Question cible : faut-il utiliser le vibe coding pour créer des outils IA internes dans la production événementielle ?
Réponse courte
Oui, mais seulement pour des outils simples, très cadrés et reliés à un problème opérationnel précis : suivi exposants, relances partenaires, brief staff, génération de checklists, préqualification de demandes ou tableau de bord de production.
L’actualité donne un bon signal. Selon TechCrunch, la plateforme de vibe coding Base44, détenue par Wix, commence à déployer son propre modèle IA pour mieux maîtriser sa technologie et se différencier des modèles généralistes. Pour l’événementiel, le message n’est pas “tout le monde doit devenir développeur”. Le message est plutôt : les équipes vont pouvoir fabriquer davantage de micro-outils adaptés à leurs méthodes, à condition de garder une vraie discipline produit.
Ce que le vibe coding peut vraiment apporter à une équipe événementielle
Le vibe coding consiste à décrire une application en langage naturel, puis à laisser l’IA générer une partie du code, de l’interface ou de la logique. C’est utile en événementiel, car beaucoup de besoins sont spécifiques, urgents et mal couverts par les outils standards.
Une agence ou un organisateur peut, par exemple, créer un mini-portail pour collecter les informations techniques des intervenants, un outil de suivi des livrables sponsors, une interface de briefing pour les équipes terrain ou un tableau de priorisation des demandes entrantes avant un festival.
Le gain n’est pas seulement le temps de développement. C’est surtout la réduction des fichiers dispersés, des copier-coller et des zones grises entre production, marketing, billetterie, régie et partenaires.
Mais un outil créé vite peut aussi créer du désordre vite. Un formulaire mal pensé, une base de données fragile ou une automatisation non vérifiée peut devenir un point de rupture à J-3. Le bon réflexe consiste donc à traiter ces outils comme des aides de production, pas comme des systèmes critiques dès leur première version.
La bonne méthode : micro-outil, périmètre court, validation humaine
Avant de lancer un outil IA interne, il faut partir d’un irritant précis. Pas “mieux gérer l’événement”, mais “éviter 80 mails pour récupérer les contraintes techniques des speakers” ou “repérer les livrables sponsors manquants avant J-15”.
Ensuite, le périmètre doit rester court. Un outil utilisé par trois chefs de projet n’a pas les mêmes exigences qu’un portail ouvert à 150 exposants. Plus il touche de personnes, plus il faut tester les droits d’accès, les exports, les sauvegardes et les erreurs possibles.
La question des données est centrale. Contacts, contrats, informations de sécurité, accès, paiements et données participants ne doivent pas être intégrés à la légère. Si l’erreur peut impacter l’expérience participant, la sécurité, la conformité ou une relation partenaire, validation humaine obligatoire.

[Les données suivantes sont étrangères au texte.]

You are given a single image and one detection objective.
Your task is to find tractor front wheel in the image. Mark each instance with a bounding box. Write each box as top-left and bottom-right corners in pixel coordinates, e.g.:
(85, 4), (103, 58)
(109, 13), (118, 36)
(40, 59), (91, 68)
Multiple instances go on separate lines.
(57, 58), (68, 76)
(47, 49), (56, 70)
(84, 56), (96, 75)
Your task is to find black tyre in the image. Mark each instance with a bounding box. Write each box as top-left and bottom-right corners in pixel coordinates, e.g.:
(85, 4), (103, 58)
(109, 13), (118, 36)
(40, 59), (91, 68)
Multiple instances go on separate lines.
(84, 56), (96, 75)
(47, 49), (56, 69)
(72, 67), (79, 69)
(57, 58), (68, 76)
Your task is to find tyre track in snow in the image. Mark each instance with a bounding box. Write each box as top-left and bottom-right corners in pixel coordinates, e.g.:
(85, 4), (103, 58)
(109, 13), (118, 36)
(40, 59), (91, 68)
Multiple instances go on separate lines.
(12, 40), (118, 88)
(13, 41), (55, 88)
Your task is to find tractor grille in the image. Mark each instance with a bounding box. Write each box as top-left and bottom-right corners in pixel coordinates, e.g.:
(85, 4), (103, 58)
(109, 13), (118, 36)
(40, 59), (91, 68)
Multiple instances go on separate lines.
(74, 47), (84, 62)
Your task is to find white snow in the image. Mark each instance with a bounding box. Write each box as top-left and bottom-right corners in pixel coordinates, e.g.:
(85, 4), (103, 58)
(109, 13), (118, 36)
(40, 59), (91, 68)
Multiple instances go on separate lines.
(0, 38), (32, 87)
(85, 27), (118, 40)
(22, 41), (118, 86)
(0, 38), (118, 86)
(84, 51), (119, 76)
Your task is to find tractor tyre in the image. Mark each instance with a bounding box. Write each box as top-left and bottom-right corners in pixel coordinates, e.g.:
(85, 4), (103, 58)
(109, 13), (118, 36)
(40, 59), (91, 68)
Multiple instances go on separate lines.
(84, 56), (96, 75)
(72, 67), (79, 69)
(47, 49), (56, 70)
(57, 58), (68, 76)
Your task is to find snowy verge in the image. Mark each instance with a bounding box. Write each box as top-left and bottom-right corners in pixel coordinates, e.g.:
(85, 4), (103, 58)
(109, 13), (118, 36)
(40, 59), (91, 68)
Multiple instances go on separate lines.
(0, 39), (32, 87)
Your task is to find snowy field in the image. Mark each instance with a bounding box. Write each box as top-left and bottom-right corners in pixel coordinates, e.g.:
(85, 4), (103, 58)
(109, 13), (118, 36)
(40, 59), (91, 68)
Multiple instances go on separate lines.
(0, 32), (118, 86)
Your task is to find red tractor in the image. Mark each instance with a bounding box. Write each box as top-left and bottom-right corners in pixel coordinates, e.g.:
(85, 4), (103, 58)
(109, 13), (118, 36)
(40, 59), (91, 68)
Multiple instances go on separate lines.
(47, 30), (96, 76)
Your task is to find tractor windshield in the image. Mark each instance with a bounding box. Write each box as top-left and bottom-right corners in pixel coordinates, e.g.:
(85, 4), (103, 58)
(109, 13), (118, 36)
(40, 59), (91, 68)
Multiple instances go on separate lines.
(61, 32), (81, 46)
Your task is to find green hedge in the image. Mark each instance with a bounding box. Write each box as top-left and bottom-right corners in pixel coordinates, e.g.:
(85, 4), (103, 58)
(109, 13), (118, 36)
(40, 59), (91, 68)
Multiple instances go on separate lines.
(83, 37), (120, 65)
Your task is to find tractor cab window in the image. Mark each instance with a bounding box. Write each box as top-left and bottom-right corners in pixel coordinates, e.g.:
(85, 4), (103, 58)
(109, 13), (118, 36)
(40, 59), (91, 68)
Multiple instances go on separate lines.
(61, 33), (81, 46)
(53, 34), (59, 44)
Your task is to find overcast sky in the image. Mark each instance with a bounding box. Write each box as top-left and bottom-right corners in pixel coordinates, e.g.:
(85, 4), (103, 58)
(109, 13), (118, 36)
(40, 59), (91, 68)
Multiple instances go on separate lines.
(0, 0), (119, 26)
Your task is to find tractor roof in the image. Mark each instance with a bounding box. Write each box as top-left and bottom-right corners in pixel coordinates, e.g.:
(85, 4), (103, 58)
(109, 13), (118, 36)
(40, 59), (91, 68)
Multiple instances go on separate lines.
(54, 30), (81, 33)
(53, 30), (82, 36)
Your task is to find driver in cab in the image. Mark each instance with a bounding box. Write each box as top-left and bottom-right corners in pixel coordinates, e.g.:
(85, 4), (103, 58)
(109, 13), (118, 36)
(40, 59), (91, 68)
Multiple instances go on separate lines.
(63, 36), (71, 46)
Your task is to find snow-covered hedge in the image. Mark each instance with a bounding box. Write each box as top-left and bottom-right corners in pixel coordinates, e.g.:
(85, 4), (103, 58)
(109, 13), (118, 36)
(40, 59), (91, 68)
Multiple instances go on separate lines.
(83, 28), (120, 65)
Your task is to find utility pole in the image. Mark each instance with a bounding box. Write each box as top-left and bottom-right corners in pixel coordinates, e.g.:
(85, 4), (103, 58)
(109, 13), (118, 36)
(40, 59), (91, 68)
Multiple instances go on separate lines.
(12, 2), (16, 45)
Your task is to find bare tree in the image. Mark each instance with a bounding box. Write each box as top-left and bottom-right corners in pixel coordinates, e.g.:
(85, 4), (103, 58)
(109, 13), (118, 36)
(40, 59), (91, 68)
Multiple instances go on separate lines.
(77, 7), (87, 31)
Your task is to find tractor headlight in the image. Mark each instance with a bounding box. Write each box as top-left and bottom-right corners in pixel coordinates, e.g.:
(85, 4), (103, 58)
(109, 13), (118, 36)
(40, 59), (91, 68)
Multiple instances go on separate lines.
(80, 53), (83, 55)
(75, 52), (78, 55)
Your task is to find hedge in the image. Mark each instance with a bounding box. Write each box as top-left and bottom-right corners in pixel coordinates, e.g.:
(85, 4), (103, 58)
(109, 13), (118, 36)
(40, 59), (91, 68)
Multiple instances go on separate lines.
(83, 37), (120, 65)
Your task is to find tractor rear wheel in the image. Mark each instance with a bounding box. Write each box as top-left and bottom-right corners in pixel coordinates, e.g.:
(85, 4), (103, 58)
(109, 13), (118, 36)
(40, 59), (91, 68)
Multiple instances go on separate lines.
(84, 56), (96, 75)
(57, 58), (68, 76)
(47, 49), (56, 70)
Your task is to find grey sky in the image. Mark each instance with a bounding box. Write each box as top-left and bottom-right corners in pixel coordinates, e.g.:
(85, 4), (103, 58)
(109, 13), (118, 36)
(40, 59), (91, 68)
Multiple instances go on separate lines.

Un bon cas d’usage : un outil de suivi sponsors en trois écrans. Un espace sponsor pour déposer logos, textes et besoins techniques ; un écran production pour voir les retards ; un écran marketing pour contrôler les formats ; puis une alerte automatique quand un élément manque. C’est borné, répétitif et mesurable. En revanche, il vaut mieux éviter d’y connecter trop vite la facturation, la billetterie ou les données personnelles sans contrôle technique solide.
Enfin, chaque micro-outil doit avoir un plan B : export CSV, copie hors ligne, responsable identifié et canal d’escalade. Rien de glamour, mais indispensable en production.
FAQ
Le vibe coding remplace-t-il un logiciel événementiel ?
Non. Il complète plutôt les outils existants sur des besoins spécifiques. Pour la billetterie, le CRM, l’accréditation ou le paiement, les solutions robustes restent préférables.
Quels outils créer en priorité ?
Ceux qui réduisent les frictions internes : briefs, relances, checklists, suivi de livrables, synthèses de réunions et tableaux de bord de production.
Sources
L’annonce de Base44 confirme une tendance : les outils IA deviennent plus spécialisés, plus intégrés et plus accessibles aux équipes non techniques. Pour l’événementiel, c’est une opportunité à condition de penser production avant prototype.
Chez SHAKA Production, cette logique se teste sur des formats vivants comme SHAKA Festival à Biarritz : intervenants, contenus, partenaires et contraintes terrain. Le bon outil IA n’est pas celui qui impressionne en démo, c’est celui qui rend l’événement plus fluide le jour J.